The remaining $95 million in that round came from Zepto’s existing investors, which include Nexus Venture Partners, Glade Brook Capital, and Lachy Groom. Although Zepto has not actively sought funds from India-centric venture capitalists (VCs), it is possible that this dynamic could change in the future.
Zepto operates in a highly competitive market and faces rivals such as Blinkit (owned by Zomato), Swiggy Instamart, Dunzo (backed by Reliance), and BigBasket (BB Now), which is part of the Tata Group. The competition in the quick-commerce space remains fierce, with Blinkit and Instamart frequently trading positions as the top two players in the market. Zepto has positioned itself as the third-largest player in terms of order volumes, a point highlighted in a pitch deck the company presented to investors, as reported by Moneycontrol.

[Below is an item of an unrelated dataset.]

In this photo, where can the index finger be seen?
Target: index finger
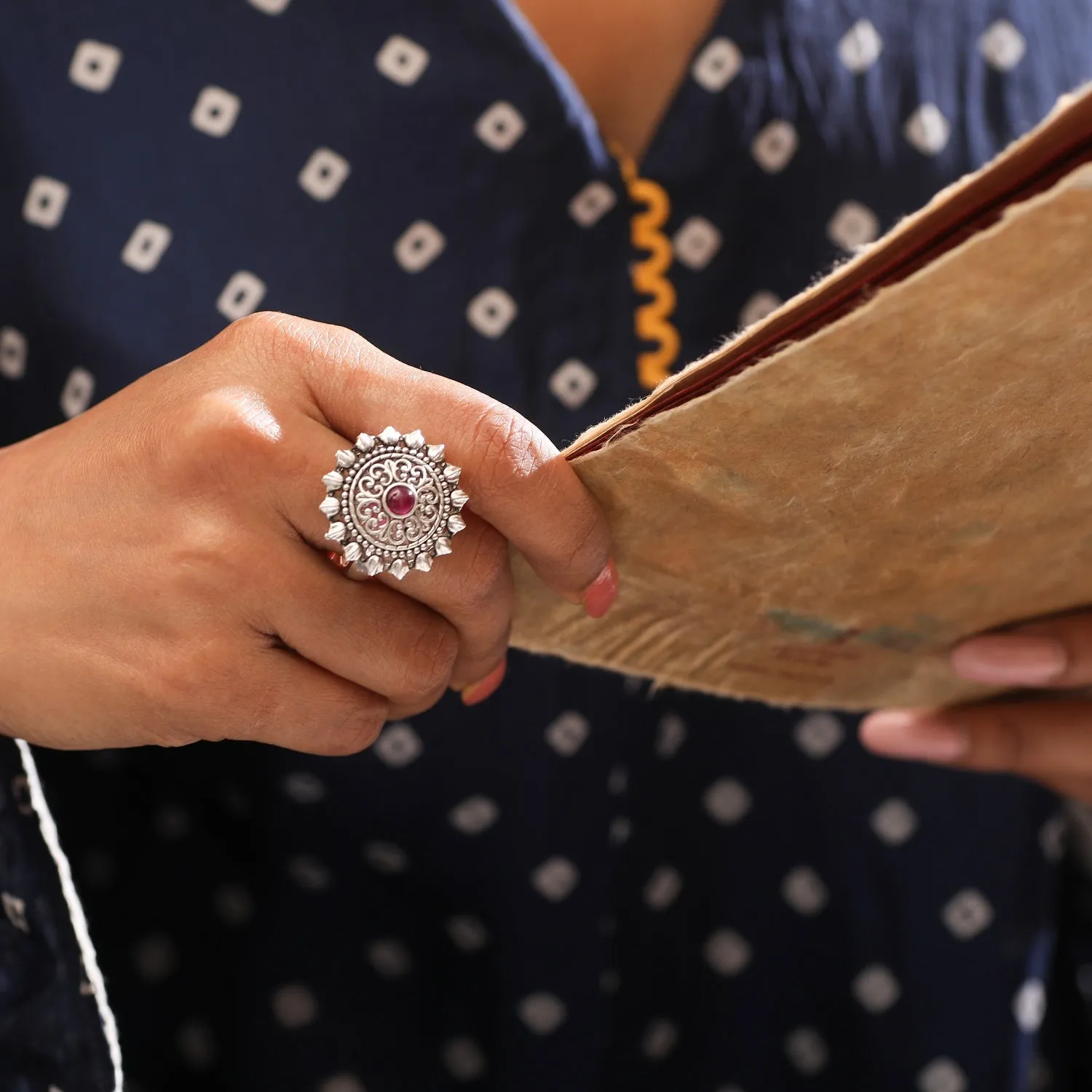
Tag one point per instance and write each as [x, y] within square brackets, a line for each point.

Zepto’s successive rounds of fundraising come at a time when concerns have arisen about the future viability of one of its competitors, Dunzo. Although auditors have expressed doubts about Dunzo’s status as a going concern in the future, the company remains confident in its ability to continue operating and is actively pursuing additional capital. During the fiscal year 2023, the quick-commerce unicorn Zepto demonstrated remarkable growth in revenue from operations, with figures rising from Rs 141 crore in FY22 to Rs 2,024 crore in FY23. This impressive increase can be attributed to the expansion of Zepto’s store count and the influx of new customers trying out the company’s services over the course of the year.
Throughout FY23, Zepto embarked on an aggressive expansion strategy by opening approximately 100 new stores, primarily in existing locations where the demand was high. However, it is important to acknowledge that expanding the number of stores proved to be a costly endeavor for the company. Regulatory filings reveal that the company’s total expenses surged significantly, climbing from Rs 533 crore in FY22 to a staggering Rs 3,350 crore during the fiscal year that just concluded. These mounting expenses also contributed to Zepto’s losses increasing threefold from Rs 390 crore in FY22 to Rs 1,272 crore in FY23.
In conclusion, Zepto’s ability to secure an additional $31 million in funding from existing investors underscores its resilience and appeal in the competitive quick-commerce market. While the company continues to experience rapid growth, it also faces the challenges associated with scaling operations and managing expenses effectively. Nonetheless, with the backing of dedicated investors and its commitment to the quick-commerce sector, Zepto remains a significant player in the ever-evolving landscape of on-demand services.